Personally I only care what two people think of my weight. The first one is me, and the second is the closest person in my life - my Hubby. His view is as important as my own. Everyone else in my life can have a view but they don't really count.

Focus on you, you've done amazingly well on your weightloss.

Well done x
 
I honestly don't know what's wrong with some people - be it so-called best friends, or worse than all - the dreaded out-laws.

To your "friend" that goes to class with you - you really need to turn it around - just say - stayed the same again - I'd be gutted if all i've lost is 2lbs and wasting all that money to come to class...etc, etc.

I wouldn't care if she stopped going and I had to go on my own - you've been there a while now, it would'nt be so bad not having company to go with.

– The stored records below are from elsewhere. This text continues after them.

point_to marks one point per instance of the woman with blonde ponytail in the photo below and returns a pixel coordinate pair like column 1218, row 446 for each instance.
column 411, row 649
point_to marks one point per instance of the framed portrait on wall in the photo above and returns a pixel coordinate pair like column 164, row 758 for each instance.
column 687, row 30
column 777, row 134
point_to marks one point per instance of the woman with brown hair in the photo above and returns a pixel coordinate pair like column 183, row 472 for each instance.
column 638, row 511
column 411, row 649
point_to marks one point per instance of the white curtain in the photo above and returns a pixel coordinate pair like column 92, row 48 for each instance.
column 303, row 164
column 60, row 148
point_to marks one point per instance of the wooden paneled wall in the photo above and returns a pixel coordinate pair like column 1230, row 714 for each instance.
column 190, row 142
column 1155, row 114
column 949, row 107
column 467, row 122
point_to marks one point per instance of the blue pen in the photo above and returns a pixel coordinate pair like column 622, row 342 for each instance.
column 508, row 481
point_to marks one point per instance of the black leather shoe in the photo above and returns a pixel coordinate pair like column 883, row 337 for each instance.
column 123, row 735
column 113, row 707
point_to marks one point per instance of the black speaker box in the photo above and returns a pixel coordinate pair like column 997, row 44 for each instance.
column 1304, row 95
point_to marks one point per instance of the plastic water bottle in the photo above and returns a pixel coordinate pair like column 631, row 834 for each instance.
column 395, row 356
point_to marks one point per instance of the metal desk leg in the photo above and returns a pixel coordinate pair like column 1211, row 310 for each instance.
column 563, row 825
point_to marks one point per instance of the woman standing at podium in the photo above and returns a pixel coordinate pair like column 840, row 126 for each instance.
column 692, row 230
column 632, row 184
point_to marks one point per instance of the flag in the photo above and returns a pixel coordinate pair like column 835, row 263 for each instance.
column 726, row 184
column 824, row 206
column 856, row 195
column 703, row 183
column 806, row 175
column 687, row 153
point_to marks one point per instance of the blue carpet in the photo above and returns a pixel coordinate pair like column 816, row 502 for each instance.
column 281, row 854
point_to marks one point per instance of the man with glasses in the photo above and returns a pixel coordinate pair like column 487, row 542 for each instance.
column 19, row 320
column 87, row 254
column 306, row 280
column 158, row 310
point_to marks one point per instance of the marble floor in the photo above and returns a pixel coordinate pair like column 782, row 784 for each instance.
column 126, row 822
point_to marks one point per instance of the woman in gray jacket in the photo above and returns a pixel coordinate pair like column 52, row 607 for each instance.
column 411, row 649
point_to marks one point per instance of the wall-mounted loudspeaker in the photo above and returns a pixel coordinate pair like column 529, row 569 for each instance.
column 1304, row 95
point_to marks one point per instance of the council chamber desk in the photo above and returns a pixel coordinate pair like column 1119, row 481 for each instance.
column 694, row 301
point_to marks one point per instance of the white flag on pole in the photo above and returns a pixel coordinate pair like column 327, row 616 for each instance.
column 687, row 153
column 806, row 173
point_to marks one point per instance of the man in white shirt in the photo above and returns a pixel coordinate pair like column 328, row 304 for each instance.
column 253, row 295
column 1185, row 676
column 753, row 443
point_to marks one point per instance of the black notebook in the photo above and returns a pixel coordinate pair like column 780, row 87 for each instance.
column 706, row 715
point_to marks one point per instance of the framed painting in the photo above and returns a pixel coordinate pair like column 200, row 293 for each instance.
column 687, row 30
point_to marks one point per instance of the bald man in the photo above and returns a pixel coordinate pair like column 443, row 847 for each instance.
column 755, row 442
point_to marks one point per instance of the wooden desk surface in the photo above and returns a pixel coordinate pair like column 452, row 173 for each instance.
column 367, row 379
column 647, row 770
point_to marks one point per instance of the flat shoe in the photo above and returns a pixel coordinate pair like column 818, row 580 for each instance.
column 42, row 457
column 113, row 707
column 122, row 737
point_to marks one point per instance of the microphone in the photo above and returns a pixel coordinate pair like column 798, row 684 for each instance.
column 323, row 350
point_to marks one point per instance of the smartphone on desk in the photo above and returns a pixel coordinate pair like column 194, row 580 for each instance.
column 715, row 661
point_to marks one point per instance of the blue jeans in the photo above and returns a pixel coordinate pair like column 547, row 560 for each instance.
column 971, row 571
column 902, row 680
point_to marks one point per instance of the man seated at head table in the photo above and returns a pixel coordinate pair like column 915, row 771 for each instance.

It is clearly all down to jealousy. Whether you think she's was being supportive going with you in the first place, she's clearly now proving to be a pain in the butt - and obviously trying to put you down. You don't need that!!

You either need to have a good comeback the next time she decides to criticise ANY part of your body - but say it with a smile on your face. You don't want to lose a friend - that would be awful, so you need to be nice... even tho you probably want to tell her to STFU!!

I like it when people notice i've lost weight - I know we shouldn't care about what other people think - but it is a big achievement, and it is nice recieving compliments (especially when some people out there are quick enough to put us down.)

Keep up the good work - you are doing brilliantly!!

Lx
 
You are doing so well! Some people just do not understand the journey we have to go on!

One of my close friends really changed when I lost weight... I really think it was down to me not being the fat friend that made her look good anymore

Then again some people just don't have the skills to realise what they are saying could be seen as hurtful by other people!

As others have said, SW is all about you....it's your journey and there are lots of people on here and I'm sure in your class that are genuinely interested in your weight loss!
 
my friend is exactly the same ive lost 1stone 3lbs to date and everyone noticing a difference apart from my best friend who says she sees me all time so wont notice. but i see my family nmost days and they all see a difference. i gues it just guts you that a friend would be like this. i know a difference in myself already lost 1 dress size. but im not gonna let it get to me and nor should you. i think there is a little jealousy there in all honesty. just wait till im at goal i keep thinking then the green eyed monster will raise its heed lol x:D
 
One of my close friends really changed when I lost weight... I really think it was down to me not being the fat friend that made her look good

That just totally sums it up, i've had the same thing happen and I genuinely believe this is why! X
 
I had the same problem with my best friend when I lost a lot of weight about 18 months ago. We had been best friends since starting secondary school but she just couldn't be nice to me about it, or acknowledge the fact I had lost weight. I dropped 4 sizes so it was noticeable! One time I picked up a pair of knickers whilst shopping and she said 'Oh you won't need small, even I got medium'!! Whenever I saw her she made nasty little comments. I felt like it was because I was no longer there to make her look good being the big friend that she started to go off me.

It was one of the hardest things to do but we had an arguement and now haven't spoken for a year. Friends should feel happy for you, not be jealous of you!